BSIMM has reached version 3, Building Security In (the BSI part) remains relatively new field, there is a lot of learning as the field evolves. Ed Bellis pointed this out in a blog post about New School Security. In the post Ed called the book New School Security the Moneyball of Infosec (note - Adam says he would want Anthony Hopkins not Brad Pitt to play him in the inevitable movie adaptation of New School Security) and stressed the importance of learning from each other in infosec.
I consider the "its perfect or its broken" mindset as the biggest enemy of making forward progress in security. Infosec mostly cannot dictate all parts of the solution at hand, its not infosec's call whether things go Mobile, Cloud or integrate with other companies and Identity Providers, but instead of taking their ball and go home, infosec can roll up its sleeves and engineer better stuff.
As such Maturity models are quite valuable. One thing about good Maturity Models is that they follow the "no flying cars allowed" rule. Maturity models don't necessarily show the A to Z set of things that need to be done for the next decade, but they allow us to see how to get from A to B and then from B to C. This is an important gap to fill for real world practitioners, it shows a bottom up way to make progress and how to align projects.
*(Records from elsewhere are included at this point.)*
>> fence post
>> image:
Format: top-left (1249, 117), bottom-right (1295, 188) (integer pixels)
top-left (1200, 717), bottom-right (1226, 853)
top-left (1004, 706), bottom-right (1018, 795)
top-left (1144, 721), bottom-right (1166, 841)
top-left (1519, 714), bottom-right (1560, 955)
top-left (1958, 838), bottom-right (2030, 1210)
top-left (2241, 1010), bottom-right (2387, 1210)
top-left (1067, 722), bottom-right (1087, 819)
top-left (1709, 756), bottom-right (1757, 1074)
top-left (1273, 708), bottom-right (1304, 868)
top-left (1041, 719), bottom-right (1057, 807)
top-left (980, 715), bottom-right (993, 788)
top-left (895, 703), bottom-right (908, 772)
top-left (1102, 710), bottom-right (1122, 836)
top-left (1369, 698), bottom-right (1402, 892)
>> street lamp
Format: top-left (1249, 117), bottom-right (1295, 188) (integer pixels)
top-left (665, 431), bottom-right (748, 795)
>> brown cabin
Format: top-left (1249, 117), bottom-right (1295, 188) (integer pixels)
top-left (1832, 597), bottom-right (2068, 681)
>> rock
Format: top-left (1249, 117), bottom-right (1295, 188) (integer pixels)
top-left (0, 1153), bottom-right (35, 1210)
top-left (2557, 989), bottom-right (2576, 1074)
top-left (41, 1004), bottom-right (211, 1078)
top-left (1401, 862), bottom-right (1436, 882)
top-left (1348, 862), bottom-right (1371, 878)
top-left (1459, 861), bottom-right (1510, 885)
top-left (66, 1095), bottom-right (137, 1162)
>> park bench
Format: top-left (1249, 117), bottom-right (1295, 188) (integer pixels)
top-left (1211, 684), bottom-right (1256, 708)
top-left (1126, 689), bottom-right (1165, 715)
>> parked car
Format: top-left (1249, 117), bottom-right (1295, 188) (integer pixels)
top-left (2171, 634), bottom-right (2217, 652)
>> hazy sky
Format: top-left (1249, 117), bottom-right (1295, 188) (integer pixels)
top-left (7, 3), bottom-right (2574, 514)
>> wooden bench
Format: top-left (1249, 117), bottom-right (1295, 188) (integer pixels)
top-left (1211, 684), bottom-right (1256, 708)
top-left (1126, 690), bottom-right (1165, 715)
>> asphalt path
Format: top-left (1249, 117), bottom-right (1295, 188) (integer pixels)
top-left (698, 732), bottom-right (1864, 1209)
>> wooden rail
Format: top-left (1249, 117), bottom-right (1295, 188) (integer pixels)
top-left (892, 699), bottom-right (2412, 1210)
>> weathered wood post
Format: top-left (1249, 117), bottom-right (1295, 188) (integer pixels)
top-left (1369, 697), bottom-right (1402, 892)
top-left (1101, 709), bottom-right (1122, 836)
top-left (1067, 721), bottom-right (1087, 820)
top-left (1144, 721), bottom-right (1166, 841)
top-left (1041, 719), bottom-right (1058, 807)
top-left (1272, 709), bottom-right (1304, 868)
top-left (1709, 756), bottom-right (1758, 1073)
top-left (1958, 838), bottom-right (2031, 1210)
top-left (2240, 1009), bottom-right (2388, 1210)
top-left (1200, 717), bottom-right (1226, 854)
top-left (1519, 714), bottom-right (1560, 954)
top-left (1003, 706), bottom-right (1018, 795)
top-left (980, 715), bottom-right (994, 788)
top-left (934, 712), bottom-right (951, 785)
A lot of work has gone into BSIMM3, what was most heartening to me is that the study group now includes 42 firms. And it includes many non-specialty security firms so the guidance is useful to a wider audience. I see that there is a small percent of the Fortune 500 that absolutely has to care about security and be great at it. Most security guidance and tools is aimed at them. But then there is everyone else. What is appropriate for say with regard to infosec for 50 of the Fortune 500, is not necessarily cost effective for the other 450. So this widening the lens on the Maturity model is a welcome development.